Finra on Monday said it had fined LPL Financial $950,000 for supervisory lapses in the sale of direct investments.
 
In settling, LPL agreed to remedy the alleged failures and conduct a review of its compliance program and broker training.
 
The firm neither admitted nor denied Finra’s allegations.
 
Finra said LPL’s supervisory system failed to adequately catch concentration limits for illiquid products like non-traded REITs, oil and gas partnerships, business development companies, hedge funds and managed futures, for a period running from January 2008 through June 2012. In addition, the firm did not adequately train its supervisory staff to analyze various state suitability standards, Finra claimed.
 
“LPL is pleased to have resolved this matter following an investigation in which we cooperated fully,” said LPL spokeswoman Betsy Weinberger in a statement.
 
In 2012, LPL began a “rigorous review” of its supervisory policies, Weinberger added, and believes subsequent enhancements have strengthened oversight.
 
The case arose after a former broker at LPL, Gary Chackman, was charged with improper sale of alternative investments, Weinberger said.
 
In a separate case settled last December, Finra claimed that Chackman over concentrated alternative investments in at least eight customer accounts and falsified documents to evade supervision.
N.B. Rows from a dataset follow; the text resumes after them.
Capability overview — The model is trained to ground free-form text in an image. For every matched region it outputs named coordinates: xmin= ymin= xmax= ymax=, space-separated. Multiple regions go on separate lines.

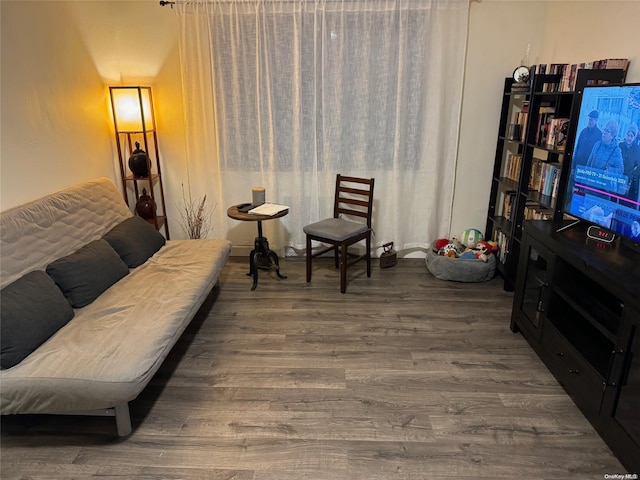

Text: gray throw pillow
xmin=103 ymin=216 xmax=165 ymax=268
xmin=0 ymin=271 xmax=74 ymax=369
xmin=47 ymin=239 xmax=129 ymax=308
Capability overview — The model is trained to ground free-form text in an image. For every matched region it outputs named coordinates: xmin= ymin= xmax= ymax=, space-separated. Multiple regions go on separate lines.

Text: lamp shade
xmin=109 ymin=87 xmax=155 ymax=132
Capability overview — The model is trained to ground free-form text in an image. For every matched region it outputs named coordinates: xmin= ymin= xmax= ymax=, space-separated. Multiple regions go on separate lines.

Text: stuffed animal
xmin=458 ymin=248 xmax=477 ymax=260
xmin=433 ymin=238 xmax=449 ymax=253
xmin=486 ymin=240 xmax=500 ymax=253
xmin=460 ymin=228 xmax=484 ymax=248
xmin=438 ymin=242 xmax=461 ymax=258
xmin=474 ymin=241 xmax=491 ymax=262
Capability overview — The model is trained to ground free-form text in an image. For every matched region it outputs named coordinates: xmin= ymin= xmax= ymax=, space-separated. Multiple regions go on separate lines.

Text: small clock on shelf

Chackman agreed to a permanent bar from the industry.
 
Attempts to reach Chackman, who worked at LPL in Baltimore, Md., were not immediately successful.
 
Separately, early last year LPL agreed to pay a $500,000 fine and up to $2 million in restitution to Massachusetts investors after the state’s securities regulators charged the firm with improper sales of non-traded REITs.
 
Massachusetts regulators claimed they uncovered 569 transactions and nearly $27 million in REIT sales that did not meet suitability standards for liquid net worth, income and concentration limits.